OA-35: High-throughput plasma proteomics to define the precursor multiple myeloma proteome and identify candidate high-risk disease biomarkers of progression

Introduction: Multiple Myeloma (MM) develops from precursors Monoclonal Gammopathy of Undetermined Significance (MGUS) and Smoldering Multiple Myeloma (SMM). Bone marrow (BM) biopsies are not routine in precursor disease management and only few proteins within peripheral blood (PB) suggest progressive disease. PB proteome profiling may better help track disease; however, the dynamic range of the plasma proteome has limited detection depth for MS-based proteomics without depleting abundant proteins and fractionating the samples after digestion to peptides. We perform the first comprehensive plasma proteomic profiling study using advanced multiplex immunoassays on patients across the MM disease continuum and sequential samples from progressive and stable disease.

Methods: We performed plasma profiling for 3000 proteins using the Olink® Explore 3072 library and Proximity Extension Assay (PEA) technology. Proteins were recognized by multiplexed antibodies labelled with DNA oligonucleotides that upon binding come into proximity, hybridize, and are extended to generate a unique sequence for protein identification with sequencing. We profiled 423 plasma samples from 348 individuals, including healthy controls (n=58), MGUS (n=67), SMM (n=179), MM (n=44), as well as sequential samples from patients with progressive (n=27) and stable disease with matched clinical follow-up time. Precursor defined samples from progressors range 1.03-5.88yrs prior to diagnosis, with a median clinical follow-up time of 7.05yrs. T-tests, ANOVAs, and a linear mixed effect model identified proteins across disease stages, progression status, and time with results adjusted for multiple testing using the Benjamini-Hochberg Method.

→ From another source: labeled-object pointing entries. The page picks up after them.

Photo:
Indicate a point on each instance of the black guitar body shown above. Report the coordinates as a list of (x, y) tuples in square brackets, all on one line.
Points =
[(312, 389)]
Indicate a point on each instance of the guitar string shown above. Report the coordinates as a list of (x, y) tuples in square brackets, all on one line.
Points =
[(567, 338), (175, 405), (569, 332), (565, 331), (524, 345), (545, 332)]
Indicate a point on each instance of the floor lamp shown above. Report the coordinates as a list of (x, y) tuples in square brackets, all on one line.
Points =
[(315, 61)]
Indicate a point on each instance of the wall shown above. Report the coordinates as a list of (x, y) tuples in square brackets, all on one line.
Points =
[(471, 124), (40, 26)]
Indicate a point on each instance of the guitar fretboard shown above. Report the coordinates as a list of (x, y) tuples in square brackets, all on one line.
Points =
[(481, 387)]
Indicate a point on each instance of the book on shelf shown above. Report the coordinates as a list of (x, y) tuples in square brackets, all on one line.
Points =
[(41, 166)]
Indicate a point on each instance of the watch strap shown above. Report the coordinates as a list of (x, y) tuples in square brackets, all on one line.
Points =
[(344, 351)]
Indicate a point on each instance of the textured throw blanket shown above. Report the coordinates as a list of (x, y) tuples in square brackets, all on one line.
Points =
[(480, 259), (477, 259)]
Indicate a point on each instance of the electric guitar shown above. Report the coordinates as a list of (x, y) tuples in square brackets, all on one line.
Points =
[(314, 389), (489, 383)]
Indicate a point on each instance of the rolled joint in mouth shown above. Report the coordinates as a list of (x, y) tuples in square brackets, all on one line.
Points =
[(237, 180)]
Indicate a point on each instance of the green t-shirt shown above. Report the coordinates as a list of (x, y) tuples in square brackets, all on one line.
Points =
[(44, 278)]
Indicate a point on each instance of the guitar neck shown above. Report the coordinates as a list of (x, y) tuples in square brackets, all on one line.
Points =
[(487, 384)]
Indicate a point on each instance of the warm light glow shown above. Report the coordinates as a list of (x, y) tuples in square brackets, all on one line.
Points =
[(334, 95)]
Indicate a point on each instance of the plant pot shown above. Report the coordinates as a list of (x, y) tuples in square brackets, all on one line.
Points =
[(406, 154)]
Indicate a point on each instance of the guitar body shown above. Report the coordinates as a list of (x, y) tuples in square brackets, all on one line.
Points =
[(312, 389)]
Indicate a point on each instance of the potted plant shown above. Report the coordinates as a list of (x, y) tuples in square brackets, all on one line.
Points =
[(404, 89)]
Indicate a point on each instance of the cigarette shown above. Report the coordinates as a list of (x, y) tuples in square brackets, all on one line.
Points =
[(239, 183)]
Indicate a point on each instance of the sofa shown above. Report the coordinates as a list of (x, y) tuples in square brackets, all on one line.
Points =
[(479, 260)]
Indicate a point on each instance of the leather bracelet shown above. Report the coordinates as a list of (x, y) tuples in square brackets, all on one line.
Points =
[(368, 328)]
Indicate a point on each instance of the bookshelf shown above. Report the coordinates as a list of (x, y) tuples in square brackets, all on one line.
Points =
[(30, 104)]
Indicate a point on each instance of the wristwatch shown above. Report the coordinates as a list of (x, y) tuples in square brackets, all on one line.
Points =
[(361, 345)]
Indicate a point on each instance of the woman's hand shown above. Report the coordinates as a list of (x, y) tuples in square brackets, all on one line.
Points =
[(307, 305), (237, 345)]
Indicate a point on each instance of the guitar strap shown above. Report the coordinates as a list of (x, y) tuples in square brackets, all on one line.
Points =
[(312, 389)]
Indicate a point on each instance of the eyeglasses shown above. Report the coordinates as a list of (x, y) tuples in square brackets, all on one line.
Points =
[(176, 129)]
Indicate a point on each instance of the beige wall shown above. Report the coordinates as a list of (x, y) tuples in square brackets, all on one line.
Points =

Results: We captured circulating levels of proteins highly expressed on the surface of plasma cells, including CD38, SDC1, BCMA and SLAMF7, highlighting the ability of PEA technology to detect clinically relevant therapeutic targets. We identified proteins that significantly discriminated MGUS, SMM, and NDMM from healthy donors (n=222, 423, 494). Top classifiers included proinflammatory cytokines IL1, IL5, IL6, IL16, and IL18 which are known to create a BM environment that promotes malignant cell development by suppressing the microenvironment, promoting cellular adhesion, or increasing angiogenesis. Consistent with previous findings, baseline BCMA levels were significantly elevated in progressors vs. non-progressors, further supporting the potential utility of BCMA measurements for disease monitoring. Four novel proteins vital for calcium homeostasis and integrin-mediated cell adhesion significantly increased from healthy to MM and in progressors vs. non-progressors, nominating these proteins as candidate biomarkers of high-risk disease.

Conclusions: We performed the most comprehensive plasma proteomics study to date on MM disease stages and identified candidate high-risk disease biomarkers. Additional studies are underway to validate candidates and integrate proteins into risk stratification models.